Filosofo, Umanista e astrologo italiano

06/10/18

Umanesimo

Opere

Biografia

Biografia

01

Marsilio Ficino (nato a Figline Valdarno il 20 ottobre 1433)è il principale rappresentante del platonismo rinascimentale italiano. Medico e filosofo fiorentino, tradusse in latino i dialoghi di Platone e fondò a Firenze l’Accademia platonica. Il padre di Ficino era il medico personale di Cosimo de’ Medici e avviò suo figlio allo studio della medicina. Marsilio studiò a Firenze, a Pisa e a Bologna fino circa ai trent’anni, quando Cosimo gli donò la villa di Careggi a Firenze, perché potesse portarvi avanti i suoi studi platonici e ridare lustro alla vita filosofica della città.

Il suo primo maestro di filosofia è Niccolò Tignosi. Conseguenza di questi insegnamenti è la sua Summa philosophiae, gruppo di scritti in latino dedicati a Michele Mercati intorno al 1454, dove in cui il Ficino tratta di fisica, di logica e di teologia. Nella dedica all'amico scrive di volerlo introdurre «a quegli studi che devono impegnare la nostra età, secondo la regola del nostro Platone». Studia Epicuro e Lucrezio, scrivendo intorno al 1457 i Commentariola in Lucretium, il De voluptate ad Antonium Calisianum, il De virtutibus moralibus dove tratta di questioni morali e dell'anima riportando opinioni platoniche, aristoteliche ed epicuree.

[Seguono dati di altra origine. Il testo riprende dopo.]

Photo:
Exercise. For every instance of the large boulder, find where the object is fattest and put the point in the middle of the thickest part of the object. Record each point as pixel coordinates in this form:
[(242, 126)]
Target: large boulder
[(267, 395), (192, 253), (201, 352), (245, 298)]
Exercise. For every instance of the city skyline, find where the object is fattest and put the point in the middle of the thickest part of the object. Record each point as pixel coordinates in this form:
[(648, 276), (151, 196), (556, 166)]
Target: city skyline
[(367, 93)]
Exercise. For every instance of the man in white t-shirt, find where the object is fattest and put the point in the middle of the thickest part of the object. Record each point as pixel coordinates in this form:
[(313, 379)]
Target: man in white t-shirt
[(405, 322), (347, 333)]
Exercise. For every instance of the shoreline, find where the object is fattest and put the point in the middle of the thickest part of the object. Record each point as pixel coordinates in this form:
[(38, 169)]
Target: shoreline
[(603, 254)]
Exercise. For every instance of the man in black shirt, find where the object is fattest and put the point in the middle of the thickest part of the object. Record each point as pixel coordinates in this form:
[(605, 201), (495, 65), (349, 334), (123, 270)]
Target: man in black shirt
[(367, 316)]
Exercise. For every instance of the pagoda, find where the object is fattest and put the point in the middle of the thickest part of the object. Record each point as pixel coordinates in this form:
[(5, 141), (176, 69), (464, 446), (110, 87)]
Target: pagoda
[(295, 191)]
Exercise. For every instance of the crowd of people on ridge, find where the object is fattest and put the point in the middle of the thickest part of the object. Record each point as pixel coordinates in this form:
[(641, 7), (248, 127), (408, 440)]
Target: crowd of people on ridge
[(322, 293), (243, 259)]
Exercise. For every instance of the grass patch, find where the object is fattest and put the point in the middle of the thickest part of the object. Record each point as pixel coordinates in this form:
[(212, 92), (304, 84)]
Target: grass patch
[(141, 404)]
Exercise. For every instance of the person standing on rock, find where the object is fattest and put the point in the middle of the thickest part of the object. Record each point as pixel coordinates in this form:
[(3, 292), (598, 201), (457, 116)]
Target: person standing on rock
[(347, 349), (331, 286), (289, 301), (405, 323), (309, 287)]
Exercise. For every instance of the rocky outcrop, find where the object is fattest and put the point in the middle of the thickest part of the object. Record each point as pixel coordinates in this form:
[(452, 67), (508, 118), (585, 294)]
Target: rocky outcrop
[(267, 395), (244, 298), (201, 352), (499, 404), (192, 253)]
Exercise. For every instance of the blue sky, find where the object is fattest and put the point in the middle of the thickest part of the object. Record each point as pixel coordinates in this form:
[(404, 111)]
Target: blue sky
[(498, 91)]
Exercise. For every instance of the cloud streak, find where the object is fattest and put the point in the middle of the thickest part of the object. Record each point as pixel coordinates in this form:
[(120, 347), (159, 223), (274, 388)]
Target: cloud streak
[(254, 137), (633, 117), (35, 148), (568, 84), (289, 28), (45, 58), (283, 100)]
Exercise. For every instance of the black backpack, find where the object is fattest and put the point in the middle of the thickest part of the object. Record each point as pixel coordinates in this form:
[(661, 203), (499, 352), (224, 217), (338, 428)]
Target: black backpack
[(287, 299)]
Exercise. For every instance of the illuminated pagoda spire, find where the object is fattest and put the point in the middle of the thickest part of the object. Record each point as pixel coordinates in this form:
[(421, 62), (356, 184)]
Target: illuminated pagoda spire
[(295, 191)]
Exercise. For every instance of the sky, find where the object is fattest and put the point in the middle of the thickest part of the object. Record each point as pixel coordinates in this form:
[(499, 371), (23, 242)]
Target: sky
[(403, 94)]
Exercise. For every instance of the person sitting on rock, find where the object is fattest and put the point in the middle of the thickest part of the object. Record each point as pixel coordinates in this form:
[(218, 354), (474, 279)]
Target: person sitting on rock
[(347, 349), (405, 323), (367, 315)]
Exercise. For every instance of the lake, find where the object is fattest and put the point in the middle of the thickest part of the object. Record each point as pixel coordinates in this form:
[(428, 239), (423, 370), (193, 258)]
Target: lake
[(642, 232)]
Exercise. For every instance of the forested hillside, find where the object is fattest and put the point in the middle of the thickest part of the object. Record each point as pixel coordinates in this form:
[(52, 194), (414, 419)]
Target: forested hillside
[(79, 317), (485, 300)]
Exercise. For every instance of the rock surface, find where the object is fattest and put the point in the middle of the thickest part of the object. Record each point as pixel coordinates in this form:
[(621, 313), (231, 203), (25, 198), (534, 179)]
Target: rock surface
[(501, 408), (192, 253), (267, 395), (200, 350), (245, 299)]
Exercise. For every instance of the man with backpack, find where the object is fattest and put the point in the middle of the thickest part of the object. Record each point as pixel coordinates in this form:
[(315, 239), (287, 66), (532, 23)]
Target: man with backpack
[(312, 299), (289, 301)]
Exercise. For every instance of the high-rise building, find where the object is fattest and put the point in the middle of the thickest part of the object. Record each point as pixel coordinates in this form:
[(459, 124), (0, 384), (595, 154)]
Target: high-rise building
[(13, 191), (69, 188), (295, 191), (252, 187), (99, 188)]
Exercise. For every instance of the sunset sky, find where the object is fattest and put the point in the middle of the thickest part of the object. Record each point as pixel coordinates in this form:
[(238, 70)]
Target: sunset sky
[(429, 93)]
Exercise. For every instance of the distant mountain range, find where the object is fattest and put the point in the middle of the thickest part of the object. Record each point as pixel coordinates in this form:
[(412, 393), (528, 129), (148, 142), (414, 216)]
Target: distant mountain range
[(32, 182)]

Nel 1456 scrive vari libri di Institutionum ad platonicam disciplinam, perduti, tratti da fonti latine e per questo motivo trascurati per la sentita esigenza di "abbeverarsi" alla diretta fonte greca. Sembra che il suo interesse al platonismo abbia indotto l'arcivescovo fiorentino Antonino Pierozzi, preoccupato di possibili deviazioni del Ficino verso eresie platoniche, a consigliargli di studiare sia medicina a Bologna sia l'opera di Tommaso d'Aquino. Da lì Ficino è destinato a diventare uno dei principali filosofi rinascimentali italiani, e lo vedremo successivamente, focalizzandoci su due delle sue opere. Egli muore nel 1499 dopo la caduta di Savonarola, e di lì a poco, i principali paesi europei avranno modo di conoscere la sua mentalità geniale, affidato alle varie stampe nazionali.

Umanesimo

02

L'Umanesimo fu un movimento culturale, ispirato da Francesco Petrarca e in parte da Giovanni Boccaccio, volto alla riscoperta dei classici latini e greci nella loro storicità e non più nella loro interpretazione allegorica, inserendo quindi anche usanze e credenze dell’antichità nella loro quotidianità tramite i quali poter avviare una "rinascita" della cultura europea dopo i cosiddetti "secoli bui" del Medioevo. L'umanesimo petrarchesco, fortemente intriso di neoplatonismo e tendente alla conoscenza dell'anima umana, si diffuse in ogni area della penisola (con l'eccezione del Piemonte sabaudo), determinando di conseguenza l'accentuazione di un aspetto della classicità a seconda delle necessità dei "protettori" degli umanisti stessi, vale a dire dei vari governanti. Nel giro del XV secolo, gli umanisti dei vari Stati italiani incominciarono a mantenere forti legami epistolari fra di loro, aggiornandosi riguardo alle scoperte compiute nelle varie biblioteche capitolari o claustrali d'Europa permettendo alla cultura occidentale la riscoperta di autori e opere fino ad allora sconosciuti.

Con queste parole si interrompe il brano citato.